Yang Jingyu, Guo Daoliang, Li Kun, Wu Zhenchao, Lai Yu-Kun
IEEE Trans Image Process. 2019 Oct;28(10):4746-4761. doi: 10.1109/TIP.2019.2909197. Epub 2019 Apr 4.
We present a novel global non-rigid registration method for dynamic 3D objects. Our method allows objects to undergo large non-rigid deformations and achieves high-quality results even with substantial pose change or camera motion between views. In addition, our method does not require a template prior and uses less raw data than tracking-based methods since only a sparse set of scans is needed. We simultaneously compute the deformations of all the scans by optimizing a global alignment problem to avoid the well-known loop closure problem and use an as-rigid-as-possible constraint to eliminate the shrinkage problem of the deformed shapes, especially near open boundaries of scans. To cope with large-scale problems, we design a coarse-to-fine multi-resolution scheme, which also avoids the optimization being trapped into local minima. The proposed method is evaluated on public datasets and real datasets captured by an RGB-D sensor. The experimental results demonstrate that the proposed method obtains better results than several state-of-the-art methods.

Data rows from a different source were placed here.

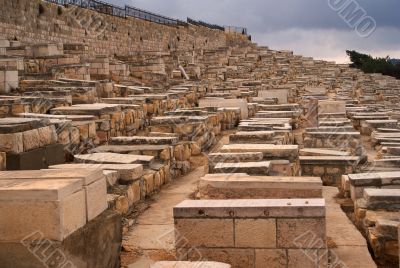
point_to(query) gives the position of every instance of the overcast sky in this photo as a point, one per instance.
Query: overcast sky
(308, 27)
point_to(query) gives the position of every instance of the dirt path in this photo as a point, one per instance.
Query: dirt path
(152, 237)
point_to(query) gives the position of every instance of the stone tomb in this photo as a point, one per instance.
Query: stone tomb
(226, 103)
(186, 264)
(56, 208)
(252, 233)
(251, 168)
(329, 168)
(240, 186)
(331, 107)
(93, 183)
(361, 181)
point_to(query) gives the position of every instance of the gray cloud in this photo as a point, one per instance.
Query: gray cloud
(307, 26)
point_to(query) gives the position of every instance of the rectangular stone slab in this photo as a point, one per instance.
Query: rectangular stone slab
(329, 160)
(125, 149)
(251, 136)
(111, 158)
(87, 176)
(215, 158)
(127, 172)
(322, 152)
(187, 264)
(55, 208)
(389, 196)
(251, 168)
(93, 181)
(42, 190)
(143, 140)
(251, 208)
(375, 179)
(258, 187)
(270, 151)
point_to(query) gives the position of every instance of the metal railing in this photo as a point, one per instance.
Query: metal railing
(205, 24)
(235, 29)
(149, 16)
(128, 11)
(118, 11)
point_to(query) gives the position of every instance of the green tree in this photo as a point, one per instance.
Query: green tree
(368, 64)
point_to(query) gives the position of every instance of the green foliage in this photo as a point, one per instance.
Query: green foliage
(368, 64)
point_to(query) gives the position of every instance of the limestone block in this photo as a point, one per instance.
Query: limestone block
(238, 258)
(3, 158)
(111, 158)
(127, 172)
(326, 107)
(93, 183)
(251, 168)
(275, 258)
(47, 135)
(243, 186)
(55, 208)
(255, 233)
(185, 264)
(296, 233)
(31, 139)
(196, 232)
(303, 258)
(270, 151)
(11, 143)
(112, 177)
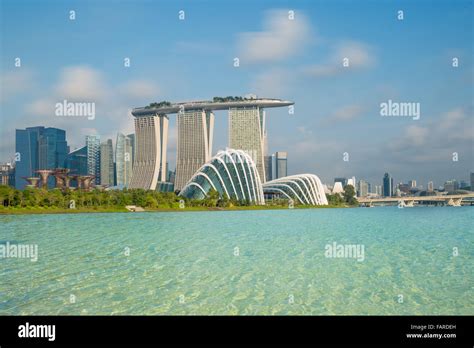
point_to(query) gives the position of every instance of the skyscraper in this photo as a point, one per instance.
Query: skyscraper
(363, 188)
(387, 188)
(451, 186)
(39, 148)
(247, 133)
(151, 139)
(76, 161)
(93, 157)
(107, 163)
(132, 142)
(343, 181)
(430, 186)
(378, 190)
(7, 174)
(268, 168)
(281, 159)
(195, 133)
(123, 160)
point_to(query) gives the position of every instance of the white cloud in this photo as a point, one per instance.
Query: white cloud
(15, 82)
(140, 89)
(81, 83)
(281, 38)
(347, 113)
(360, 55)
(272, 83)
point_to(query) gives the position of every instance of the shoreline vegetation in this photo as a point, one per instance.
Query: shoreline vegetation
(55, 201)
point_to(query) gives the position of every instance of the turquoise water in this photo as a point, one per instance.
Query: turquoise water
(187, 263)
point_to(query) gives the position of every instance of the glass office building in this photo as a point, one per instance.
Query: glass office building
(39, 148)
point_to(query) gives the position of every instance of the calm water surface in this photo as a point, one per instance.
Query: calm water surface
(244, 262)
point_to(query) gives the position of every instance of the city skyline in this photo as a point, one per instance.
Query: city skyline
(336, 110)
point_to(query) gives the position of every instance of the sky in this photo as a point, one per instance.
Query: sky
(294, 50)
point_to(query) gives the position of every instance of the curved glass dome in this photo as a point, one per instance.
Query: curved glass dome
(303, 188)
(231, 173)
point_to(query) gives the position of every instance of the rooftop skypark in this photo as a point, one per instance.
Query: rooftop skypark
(218, 103)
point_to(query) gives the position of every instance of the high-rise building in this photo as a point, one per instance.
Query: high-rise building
(343, 181)
(195, 124)
(93, 157)
(268, 168)
(387, 185)
(247, 133)
(352, 182)
(151, 139)
(123, 160)
(39, 148)
(281, 164)
(363, 190)
(378, 190)
(107, 163)
(76, 161)
(132, 142)
(451, 186)
(7, 174)
(195, 134)
(430, 186)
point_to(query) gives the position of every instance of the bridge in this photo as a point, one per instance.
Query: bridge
(451, 200)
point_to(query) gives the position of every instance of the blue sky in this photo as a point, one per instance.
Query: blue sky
(337, 109)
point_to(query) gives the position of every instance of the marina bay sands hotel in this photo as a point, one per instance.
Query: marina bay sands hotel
(195, 126)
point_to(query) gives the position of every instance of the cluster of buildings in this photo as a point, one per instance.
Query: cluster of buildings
(43, 158)
(244, 170)
(388, 188)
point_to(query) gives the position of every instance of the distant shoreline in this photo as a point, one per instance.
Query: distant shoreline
(46, 210)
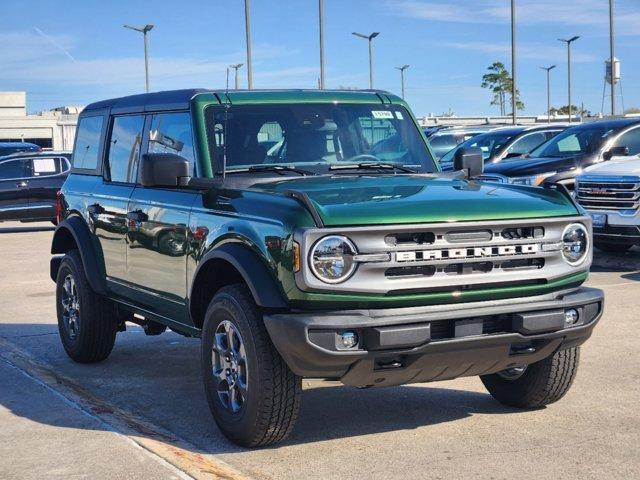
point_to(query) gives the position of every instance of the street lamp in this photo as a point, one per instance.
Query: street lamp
(402, 69)
(144, 30)
(569, 42)
(514, 89)
(247, 24)
(321, 25)
(548, 69)
(612, 59)
(370, 39)
(236, 67)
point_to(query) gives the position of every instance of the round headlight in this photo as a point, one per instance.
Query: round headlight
(575, 243)
(332, 259)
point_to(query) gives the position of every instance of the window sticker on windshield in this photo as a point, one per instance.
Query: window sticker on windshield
(44, 165)
(381, 114)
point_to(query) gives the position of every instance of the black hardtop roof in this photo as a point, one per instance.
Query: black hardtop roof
(179, 99)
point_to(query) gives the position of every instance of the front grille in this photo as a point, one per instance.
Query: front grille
(609, 195)
(451, 257)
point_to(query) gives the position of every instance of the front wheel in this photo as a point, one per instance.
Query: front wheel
(535, 385)
(253, 395)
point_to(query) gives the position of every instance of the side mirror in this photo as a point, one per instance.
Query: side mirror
(615, 152)
(163, 170)
(470, 160)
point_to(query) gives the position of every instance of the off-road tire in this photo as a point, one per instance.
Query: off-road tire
(273, 391)
(612, 247)
(542, 383)
(98, 324)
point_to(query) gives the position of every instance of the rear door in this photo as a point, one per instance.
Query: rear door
(158, 224)
(14, 190)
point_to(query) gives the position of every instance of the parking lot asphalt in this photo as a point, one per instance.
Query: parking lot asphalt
(142, 412)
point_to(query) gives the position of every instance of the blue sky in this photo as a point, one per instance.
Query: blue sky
(71, 52)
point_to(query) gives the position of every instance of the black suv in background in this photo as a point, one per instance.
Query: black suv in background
(29, 182)
(7, 148)
(505, 142)
(564, 156)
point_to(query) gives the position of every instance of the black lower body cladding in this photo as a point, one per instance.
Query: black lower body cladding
(421, 344)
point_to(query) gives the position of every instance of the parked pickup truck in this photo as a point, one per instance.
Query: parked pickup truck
(610, 192)
(312, 234)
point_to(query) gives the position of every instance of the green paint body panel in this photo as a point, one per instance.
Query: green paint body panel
(263, 220)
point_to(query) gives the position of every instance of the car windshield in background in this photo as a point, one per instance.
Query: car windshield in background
(315, 138)
(489, 143)
(574, 141)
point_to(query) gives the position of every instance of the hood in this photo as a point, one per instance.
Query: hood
(535, 166)
(396, 199)
(617, 166)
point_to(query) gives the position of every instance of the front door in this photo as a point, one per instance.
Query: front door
(14, 190)
(158, 220)
(108, 206)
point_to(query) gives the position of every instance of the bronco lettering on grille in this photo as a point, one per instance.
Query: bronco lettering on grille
(462, 253)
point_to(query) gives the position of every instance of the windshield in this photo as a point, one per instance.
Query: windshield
(489, 143)
(315, 137)
(574, 141)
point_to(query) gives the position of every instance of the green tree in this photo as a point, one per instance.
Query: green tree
(498, 80)
(564, 110)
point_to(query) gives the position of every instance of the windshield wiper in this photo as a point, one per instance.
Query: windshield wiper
(372, 166)
(279, 169)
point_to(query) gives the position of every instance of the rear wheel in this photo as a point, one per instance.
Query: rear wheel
(612, 247)
(252, 394)
(85, 322)
(535, 385)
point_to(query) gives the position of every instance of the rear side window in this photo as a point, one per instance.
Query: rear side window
(12, 169)
(171, 133)
(124, 147)
(85, 153)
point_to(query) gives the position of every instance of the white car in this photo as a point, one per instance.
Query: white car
(610, 192)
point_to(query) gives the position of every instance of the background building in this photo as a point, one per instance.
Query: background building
(54, 129)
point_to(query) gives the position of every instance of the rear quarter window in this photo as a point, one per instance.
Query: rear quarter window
(87, 146)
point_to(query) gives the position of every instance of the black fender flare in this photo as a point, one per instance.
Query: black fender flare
(73, 230)
(252, 269)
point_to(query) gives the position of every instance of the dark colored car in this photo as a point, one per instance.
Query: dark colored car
(564, 156)
(7, 148)
(505, 142)
(29, 182)
(311, 234)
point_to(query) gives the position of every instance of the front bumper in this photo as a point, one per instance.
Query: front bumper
(422, 344)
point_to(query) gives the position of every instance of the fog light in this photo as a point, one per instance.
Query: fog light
(570, 317)
(349, 339)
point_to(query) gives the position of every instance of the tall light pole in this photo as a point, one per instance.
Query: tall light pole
(514, 89)
(235, 67)
(612, 59)
(144, 30)
(370, 39)
(321, 25)
(548, 69)
(402, 69)
(569, 42)
(247, 24)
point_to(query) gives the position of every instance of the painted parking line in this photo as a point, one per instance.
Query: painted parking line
(157, 441)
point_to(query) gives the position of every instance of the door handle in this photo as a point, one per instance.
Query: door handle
(95, 209)
(137, 216)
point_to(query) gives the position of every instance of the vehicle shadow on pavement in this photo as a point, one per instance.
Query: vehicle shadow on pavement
(157, 379)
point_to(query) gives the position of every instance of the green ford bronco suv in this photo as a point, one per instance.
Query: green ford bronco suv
(312, 234)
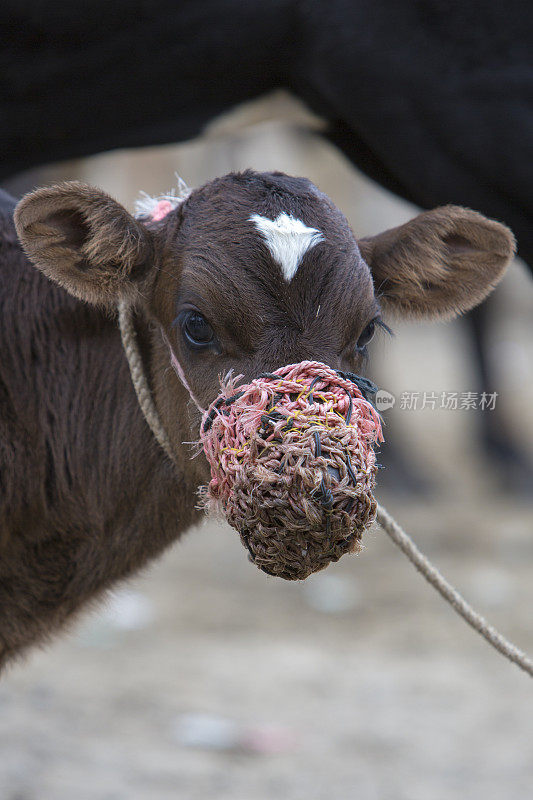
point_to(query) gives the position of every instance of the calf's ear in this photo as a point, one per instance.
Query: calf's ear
(442, 263)
(85, 241)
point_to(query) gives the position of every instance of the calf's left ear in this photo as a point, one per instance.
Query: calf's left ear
(442, 263)
(85, 241)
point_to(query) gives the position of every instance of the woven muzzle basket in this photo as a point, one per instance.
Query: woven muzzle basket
(293, 465)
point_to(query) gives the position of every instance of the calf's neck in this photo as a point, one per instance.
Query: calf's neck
(249, 272)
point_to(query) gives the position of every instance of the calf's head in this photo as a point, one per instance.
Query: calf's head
(255, 271)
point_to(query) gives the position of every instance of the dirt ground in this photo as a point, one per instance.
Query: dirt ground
(204, 678)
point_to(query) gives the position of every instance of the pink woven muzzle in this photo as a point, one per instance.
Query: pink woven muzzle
(293, 465)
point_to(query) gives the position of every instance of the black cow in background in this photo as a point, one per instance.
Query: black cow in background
(433, 99)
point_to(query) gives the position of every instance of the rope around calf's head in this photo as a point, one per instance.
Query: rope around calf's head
(265, 431)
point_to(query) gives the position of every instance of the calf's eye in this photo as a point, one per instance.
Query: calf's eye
(366, 335)
(196, 329)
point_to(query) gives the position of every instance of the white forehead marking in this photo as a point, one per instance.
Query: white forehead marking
(288, 240)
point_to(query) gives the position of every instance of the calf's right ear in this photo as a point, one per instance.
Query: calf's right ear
(85, 241)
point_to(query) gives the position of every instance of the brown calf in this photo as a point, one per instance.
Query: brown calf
(250, 272)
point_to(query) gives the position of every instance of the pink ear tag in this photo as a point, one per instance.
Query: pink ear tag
(160, 211)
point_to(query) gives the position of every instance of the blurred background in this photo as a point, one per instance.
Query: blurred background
(204, 678)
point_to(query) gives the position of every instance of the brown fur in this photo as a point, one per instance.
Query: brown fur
(86, 495)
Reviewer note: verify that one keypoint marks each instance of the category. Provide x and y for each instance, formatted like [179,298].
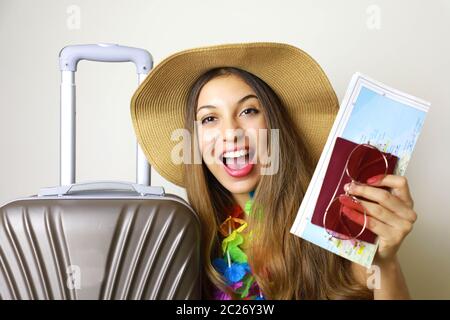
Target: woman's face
[229,116]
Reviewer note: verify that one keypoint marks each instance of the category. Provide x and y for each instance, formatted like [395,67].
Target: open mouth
[237,163]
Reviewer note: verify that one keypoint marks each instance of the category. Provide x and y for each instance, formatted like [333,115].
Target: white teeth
[235,154]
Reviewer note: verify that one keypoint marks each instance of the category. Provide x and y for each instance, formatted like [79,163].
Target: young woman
[227,97]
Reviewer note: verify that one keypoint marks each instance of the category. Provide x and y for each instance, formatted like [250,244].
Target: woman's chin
[239,183]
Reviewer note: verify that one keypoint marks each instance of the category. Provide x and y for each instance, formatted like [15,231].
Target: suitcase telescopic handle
[68,59]
[71,55]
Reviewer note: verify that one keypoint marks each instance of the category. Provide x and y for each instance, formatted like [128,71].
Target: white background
[403,43]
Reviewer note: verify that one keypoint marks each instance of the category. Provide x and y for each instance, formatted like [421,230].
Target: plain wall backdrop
[403,43]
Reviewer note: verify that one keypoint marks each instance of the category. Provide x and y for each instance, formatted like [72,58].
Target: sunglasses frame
[356,200]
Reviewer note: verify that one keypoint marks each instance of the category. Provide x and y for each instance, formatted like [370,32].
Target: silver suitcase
[98,240]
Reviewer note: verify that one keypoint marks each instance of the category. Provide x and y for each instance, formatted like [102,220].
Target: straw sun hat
[157,107]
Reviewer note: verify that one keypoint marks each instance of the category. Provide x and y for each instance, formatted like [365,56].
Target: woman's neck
[241,199]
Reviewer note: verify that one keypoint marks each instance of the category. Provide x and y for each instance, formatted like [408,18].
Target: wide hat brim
[158,105]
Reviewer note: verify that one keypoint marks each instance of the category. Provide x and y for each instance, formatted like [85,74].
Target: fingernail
[374,179]
[353,215]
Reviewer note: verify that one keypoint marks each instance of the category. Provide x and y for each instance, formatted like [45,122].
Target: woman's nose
[232,131]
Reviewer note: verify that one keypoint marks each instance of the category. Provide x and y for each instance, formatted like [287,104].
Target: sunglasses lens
[364,162]
[345,222]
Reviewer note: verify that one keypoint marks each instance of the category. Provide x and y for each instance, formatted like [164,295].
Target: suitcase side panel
[129,249]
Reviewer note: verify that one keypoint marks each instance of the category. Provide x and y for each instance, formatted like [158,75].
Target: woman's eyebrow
[239,102]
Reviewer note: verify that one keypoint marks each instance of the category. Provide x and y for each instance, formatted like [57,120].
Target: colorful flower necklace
[234,265]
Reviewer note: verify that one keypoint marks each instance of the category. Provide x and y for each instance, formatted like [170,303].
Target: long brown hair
[284,265]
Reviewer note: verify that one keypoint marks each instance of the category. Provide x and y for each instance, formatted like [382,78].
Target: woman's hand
[391,217]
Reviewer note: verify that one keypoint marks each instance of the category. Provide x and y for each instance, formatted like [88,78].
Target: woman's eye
[207,120]
[250,111]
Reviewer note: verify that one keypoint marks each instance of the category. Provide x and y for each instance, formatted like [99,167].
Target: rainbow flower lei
[234,265]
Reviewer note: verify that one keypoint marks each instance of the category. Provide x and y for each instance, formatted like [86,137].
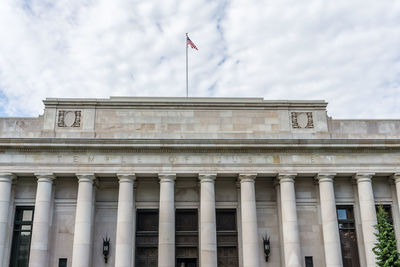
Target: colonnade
[251,244]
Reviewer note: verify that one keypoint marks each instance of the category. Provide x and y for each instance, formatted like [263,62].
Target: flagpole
[187,75]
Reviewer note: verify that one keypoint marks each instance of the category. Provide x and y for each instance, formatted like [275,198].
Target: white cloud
[346,52]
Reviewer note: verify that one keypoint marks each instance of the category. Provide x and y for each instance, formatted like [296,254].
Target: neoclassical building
[193,182]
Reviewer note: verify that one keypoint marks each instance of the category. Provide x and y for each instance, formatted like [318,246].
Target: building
[194,182]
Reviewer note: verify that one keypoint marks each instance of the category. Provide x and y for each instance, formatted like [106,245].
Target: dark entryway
[348,236]
[186,237]
[186,263]
[146,238]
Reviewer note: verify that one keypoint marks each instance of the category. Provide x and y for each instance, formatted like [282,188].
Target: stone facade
[87,165]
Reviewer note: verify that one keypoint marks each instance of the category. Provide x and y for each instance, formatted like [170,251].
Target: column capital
[396,177]
[126,177]
[247,177]
[7,177]
[207,177]
[363,177]
[167,177]
[325,177]
[45,177]
[86,177]
[286,177]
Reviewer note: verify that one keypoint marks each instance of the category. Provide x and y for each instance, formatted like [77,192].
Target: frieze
[211,159]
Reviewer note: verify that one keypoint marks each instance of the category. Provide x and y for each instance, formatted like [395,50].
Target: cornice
[182,103]
[202,145]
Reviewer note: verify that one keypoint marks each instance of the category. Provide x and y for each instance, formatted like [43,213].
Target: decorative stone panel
[69,118]
[302,120]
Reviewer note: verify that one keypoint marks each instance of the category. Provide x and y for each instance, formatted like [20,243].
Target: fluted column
[82,247]
[41,221]
[208,225]
[368,214]
[5,195]
[290,228]
[396,178]
[330,228]
[125,230]
[251,248]
[166,232]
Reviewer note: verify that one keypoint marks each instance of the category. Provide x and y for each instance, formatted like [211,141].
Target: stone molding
[247,177]
[7,177]
[396,177]
[167,177]
[363,177]
[126,178]
[286,177]
[86,177]
[325,177]
[210,178]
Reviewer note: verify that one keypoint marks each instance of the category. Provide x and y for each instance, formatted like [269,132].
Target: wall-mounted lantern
[106,248]
[267,247]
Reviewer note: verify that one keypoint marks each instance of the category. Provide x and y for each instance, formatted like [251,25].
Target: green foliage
[385,249]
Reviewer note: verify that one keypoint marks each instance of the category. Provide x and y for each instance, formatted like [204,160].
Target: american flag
[192,45]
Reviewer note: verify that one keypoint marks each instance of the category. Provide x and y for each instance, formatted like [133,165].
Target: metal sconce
[106,248]
[267,247]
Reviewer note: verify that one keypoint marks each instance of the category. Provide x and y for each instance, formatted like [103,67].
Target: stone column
[396,178]
[251,242]
[125,227]
[166,232]
[41,221]
[5,195]
[82,247]
[330,228]
[368,214]
[208,225]
[290,228]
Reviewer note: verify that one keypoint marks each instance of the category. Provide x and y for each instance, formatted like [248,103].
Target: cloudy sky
[346,52]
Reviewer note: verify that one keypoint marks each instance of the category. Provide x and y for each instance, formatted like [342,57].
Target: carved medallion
[302,120]
[69,118]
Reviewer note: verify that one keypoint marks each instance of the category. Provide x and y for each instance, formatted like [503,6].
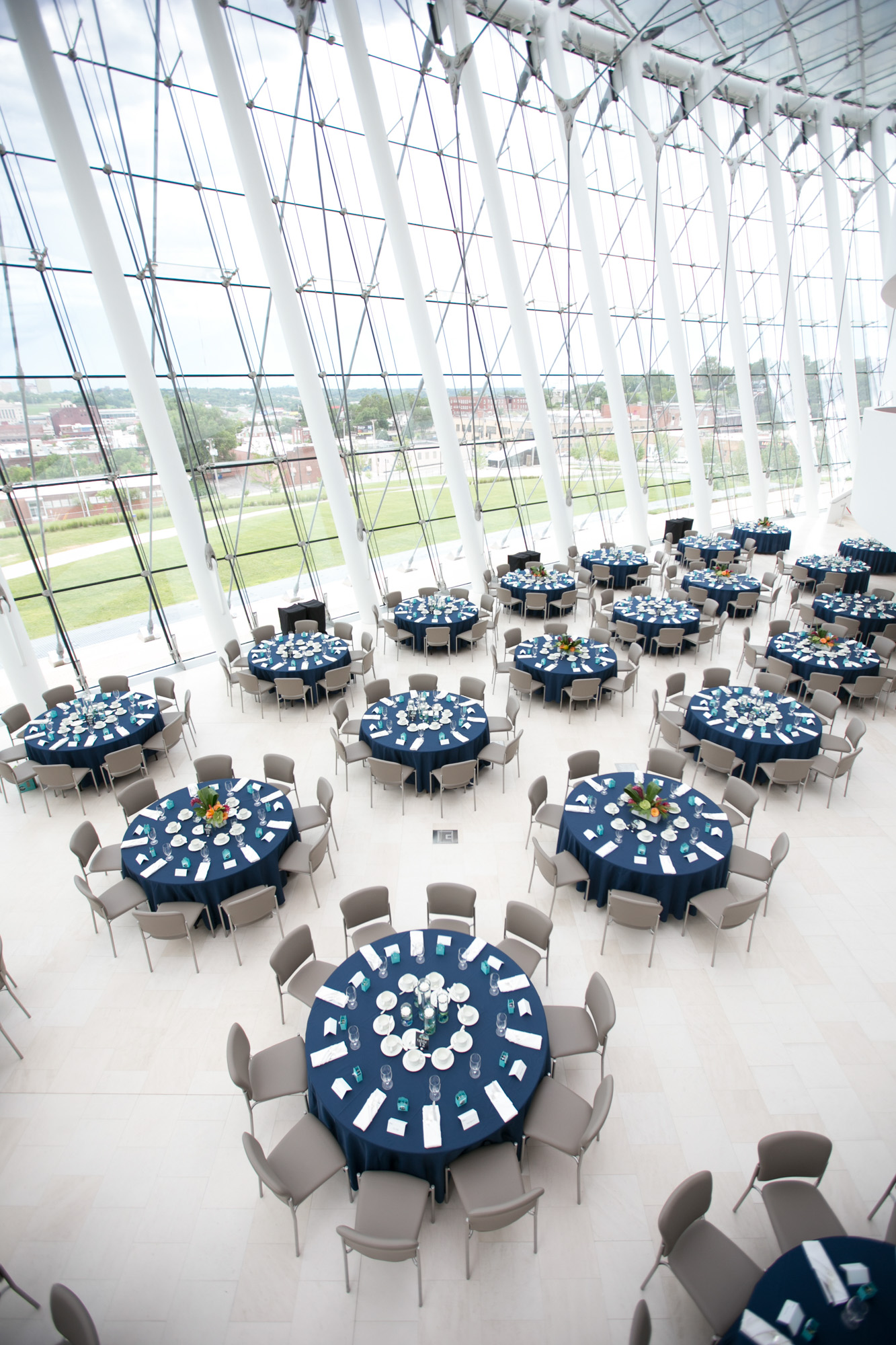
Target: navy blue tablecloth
[768,540]
[724,591]
[879,559]
[127,719]
[397,712]
[856,575]
[791,1277]
[848,660]
[220,883]
[653,615]
[546,665]
[716,716]
[619,870]
[374,1149]
[622,564]
[416,614]
[872,614]
[307,657]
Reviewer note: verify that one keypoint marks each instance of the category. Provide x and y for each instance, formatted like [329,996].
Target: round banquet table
[708,547]
[416,614]
[463,726]
[520,583]
[653,615]
[848,660]
[122,720]
[623,867]
[872,614]
[879,559]
[374,1149]
[555,670]
[306,656]
[620,564]
[791,1277]
[758,726]
[170,884]
[723,590]
[768,540]
[854,574]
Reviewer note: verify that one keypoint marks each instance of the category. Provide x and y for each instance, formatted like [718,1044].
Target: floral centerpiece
[209,809]
[645,801]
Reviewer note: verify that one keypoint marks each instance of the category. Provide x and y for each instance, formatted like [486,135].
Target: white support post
[403,248]
[283,293]
[842,307]
[580,200]
[561,514]
[783,259]
[733,310]
[120,313]
[678,356]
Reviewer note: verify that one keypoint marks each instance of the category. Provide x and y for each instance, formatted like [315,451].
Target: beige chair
[634,913]
[303,1161]
[560,871]
[491,1191]
[560,1118]
[247,909]
[298,968]
[451,906]
[455,775]
[709,1266]
[366,917]
[573,1031]
[526,938]
[797,1210]
[389,774]
[306,859]
[279,1071]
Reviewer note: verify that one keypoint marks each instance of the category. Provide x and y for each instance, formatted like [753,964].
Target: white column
[283,293]
[403,248]
[788,302]
[733,310]
[678,357]
[842,307]
[112,287]
[580,200]
[17,654]
[561,514]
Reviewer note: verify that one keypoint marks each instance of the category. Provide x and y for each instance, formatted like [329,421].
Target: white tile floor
[123,1172]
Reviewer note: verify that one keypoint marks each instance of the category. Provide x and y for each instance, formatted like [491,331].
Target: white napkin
[524,1039]
[825,1274]
[327,1054]
[499,1101]
[370,1109]
[432,1128]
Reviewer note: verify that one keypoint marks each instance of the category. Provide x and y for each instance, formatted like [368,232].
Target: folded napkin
[370,1109]
[432,1128]
[327,1054]
[524,1039]
[499,1101]
[331,997]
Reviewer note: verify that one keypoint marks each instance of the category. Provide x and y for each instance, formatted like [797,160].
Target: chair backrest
[217,766]
[792,1153]
[688,1203]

我们提出了一种用于动态三维物体的新型全局非刚性配准方法。我们的方法允许物体经历大的非刚性变形,即使在视图之间存在显著的姿态变化或相机运动时也能获得高质量的结果。此外,我们的方法不需要事先有模板,并且与基于跟踪的方法相比使用的原始数据更少,因为只需要一组稀疏的扫描数据。我们通过优化一个全局对齐问题来同时计算所有扫描数据的变形,以避免众所周知的闭环问题,并使用尽可能刚性的约束来消除变形形状的收缩问题,特别是在扫描数据的开放边界附近。为了处理大规模问题,我们设计了一种从粗到细的多分辨率方案,这也避免了优化陷入局部最小值。我们在由RGB-D传感器捕获的公共数据集和真实数据集上对所提出的方法进行了评估。实验结果表明,所提出的方法比几种最新方法获得了更好的结果。